CNN
October 25, 1998
 
Thousands in Chile demand Pinochet's release
 
 

                  SANTIAGO, Chile (Reuters) -- About 20,000 people, many
                  wearing yellow ribbons and waving flags, demanded on Saturday that Britain
                  free Chile's former dictator Augusto Pinochet, seen by the country's right
                  wing as a beloved father figure.

                  Led by politicians and musicians, the gathering stretched for a half mile from
                  a stage in Santiago's upscale Las Condes district.

                  Las Condes mayor Joaquin Lavin, a presidential candidate for the right-wing
                  Independent Democracy Union, called the rally the biggest in Chile this
                  decade.

                  The national police estimated the crowd at 18,000 to 20,000. They said 25
                  protesters were detained near the British and Spanish ambassadors'
                  residences.

                  Britain arrested Pinochet, 82, in a London hospital last Friday, acting on a
                  request from a Spanish judge seeking to have him extradited and prosecuted
                  on charges of genocide, torture and terrorism during his 17-year reign that
                  ended in 1990.

                  Chile has demanded his release, charging that Pinochet was unlawfully taken
                  into custody while in England for medical reasons. They contend that the
                  former army commander-in-chief, now a senator for life, has diplomatic
                  immunity and that his arrest amounted to a kidnapping.

                  'Kidnapped by foreign nation'

                  Many in the crowd held signs in support of the former dictator reading,
                  "Free Pinochet" and "Give us back Pinochet."

                  Lavin, who spearheaded the protest, said the nation is on "the most Chilean
                  of all missions: rescuing an ex-president kidnapped by a foreign nation."

                  "We are tired of being humiliated," he said. "We cannot continue to accept
                  this situation. Chile does not want to be a second-class country."

                  He then turned to Chile's presidential elections, which will be held in
                  December 1999. He slammed Socialist candidate Ricardo Lagos by
                  comparing him to Socialist President Salvador Allende, who died in the coup
                  that Pinochet led in 1973.

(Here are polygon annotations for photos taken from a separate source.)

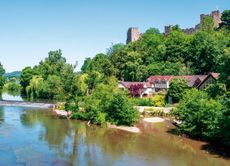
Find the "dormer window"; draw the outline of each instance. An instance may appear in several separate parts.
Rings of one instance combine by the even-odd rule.
[[[159,84],[159,82],[160,81],[158,79],[154,81],[155,84]]]
[[[162,80],[162,84],[166,84],[166,80],[165,79]]]

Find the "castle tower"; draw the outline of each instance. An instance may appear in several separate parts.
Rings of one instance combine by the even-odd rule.
[[[206,16],[211,16],[213,18],[213,21],[215,23],[215,27],[218,27],[219,24],[221,23],[221,13],[219,10],[216,11],[212,11],[211,14],[201,14],[200,15],[200,23],[202,22],[202,20],[204,19],[204,17]]]
[[[172,31],[172,28],[173,28],[172,25],[165,26],[164,35],[167,36]]]
[[[211,14],[214,22],[215,22],[215,26],[218,27],[219,24],[221,23],[221,13],[219,10],[216,10],[216,11],[212,11],[212,14]]]
[[[140,36],[141,36],[141,34],[140,34],[138,28],[131,27],[128,29],[128,32],[127,32],[126,43],[128,44],[130,42],[137,41],[140,38]]]

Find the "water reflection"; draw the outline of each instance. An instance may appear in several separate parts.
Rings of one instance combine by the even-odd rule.
[[[205,154],[199,142],[182,139],[167,133],[169,124],[140,123],[142,134],[116,129],[87,126],[76,120],[57,119],[47,110],[14,108],[14,117],[8,117],[6,107],[0,107],[13,125],[12,135],[1,138],[1,147],[16,156],[19,163],[42,165],[229,165],[224,159]],[[10,114],[12,115],[12,114]],[[15,121],[19,117],[19,121]],[[10,119],[10,120],[9,120]],[[12,133],[12,132],[11,132]],[[28,155],[30,157],[28,158]],[[13,155],[12,155],[13,156]],[[9,165],[10,162],[7,164]],[[0,161],[0,165],[1,165]]]
[[[23,101],[20,93],[18,92],[3,92],[1,95],[1,100],[7,101]]]

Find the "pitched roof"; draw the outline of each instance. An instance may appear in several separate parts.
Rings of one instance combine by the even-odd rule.
[[[163,81],[169,82],[174,79],[174,78],[183,78],[185,80],[187,80],[188,82],[188,86],[189,87],[193,87],[195,82],[197,80],[199,80],[200,82],[202,82],[205,78],[207,77],[207,75],[186,75],[186,76],[150,76],[147,81],[150,84],[154,84],[156,81],[158,81],[159,83],[162,83]]]
[[[120,81],[119,83],[122,84],[125,88],[130,88],[131,85],[137,85],[137,84],[141,84],[144,87],[151,87],[149,82],[126,82],[126,81]]]

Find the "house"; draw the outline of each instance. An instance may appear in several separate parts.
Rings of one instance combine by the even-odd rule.
[[[219,73],[209,73],[208,75],[186,75],[186,76],[150,76],[146,82],[125,82],[120,81],[119,88],[131,90],[132,86],[139,85],[139,96],[150,97],[159,91],[167,91],[172,79],[185,79],[190,88],[205,89],[208,85],[217,81]]]

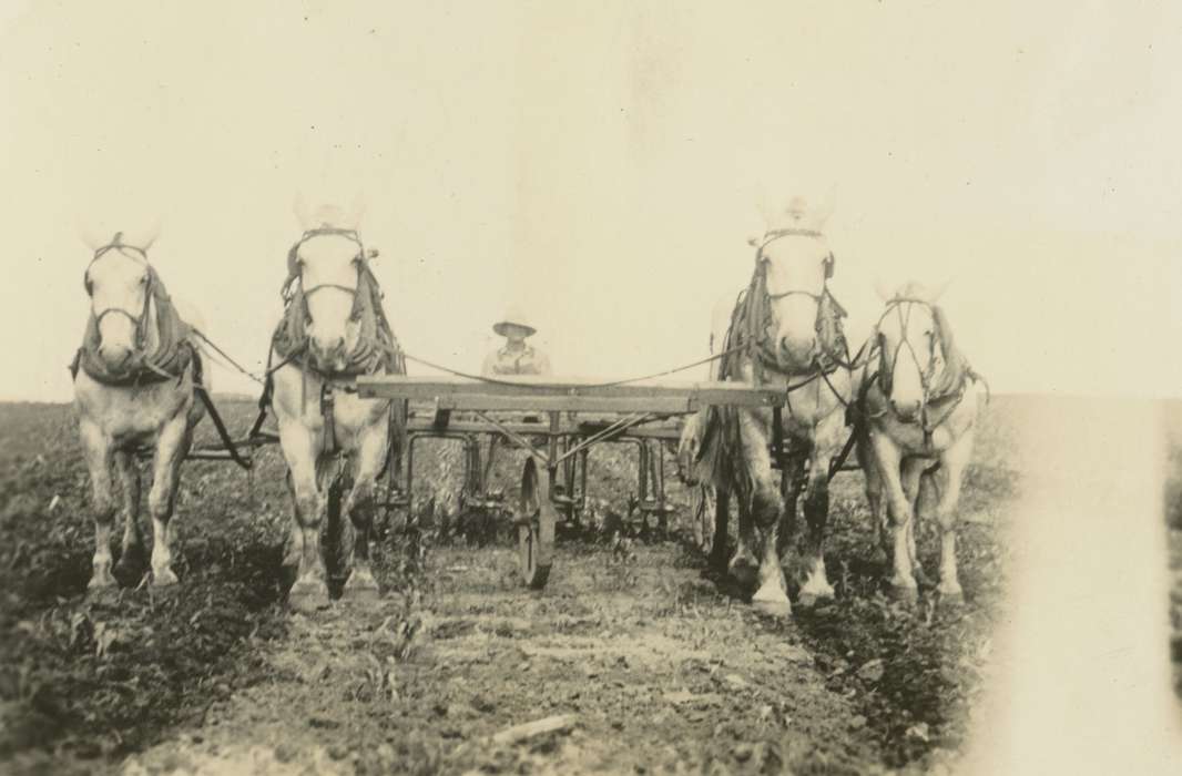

                  "We already had one Socialist president. We do not want another," said
                  Lavin, adding that Britain should release Pinochet out of "an act of
                  humanity."

                  Foreign Minister Jose Miguel Insulza on Saturday recognized the possibility
                  of using Pinochet's health -- he is recovering from back surgery -- to get his
                  release.

                  "We have to know in what circumstance and in what moment that
                  alternative, which the government has never ruled out, can be proposed,"
                  Insulza told reporters.

                  Others urge extradition

                  Britain has said that humanitarian factors will be considered when it makes a
                  decision on whether to extradite Pinochet to Spain.

                  Earlier Saturday, about 150 Pinochet critics gathered in Santiago's central
                  square, urged extradition, and scoffed at humanitarian pleas on behalf of the
                  former dictator.

                  "What an embarrassment. Humanitarian reasons? They make Mr. Pinochet
                  look like a victim," Gladys Marin, the head of Chile's Communist Party, told
                  the anti-Pinochet rally.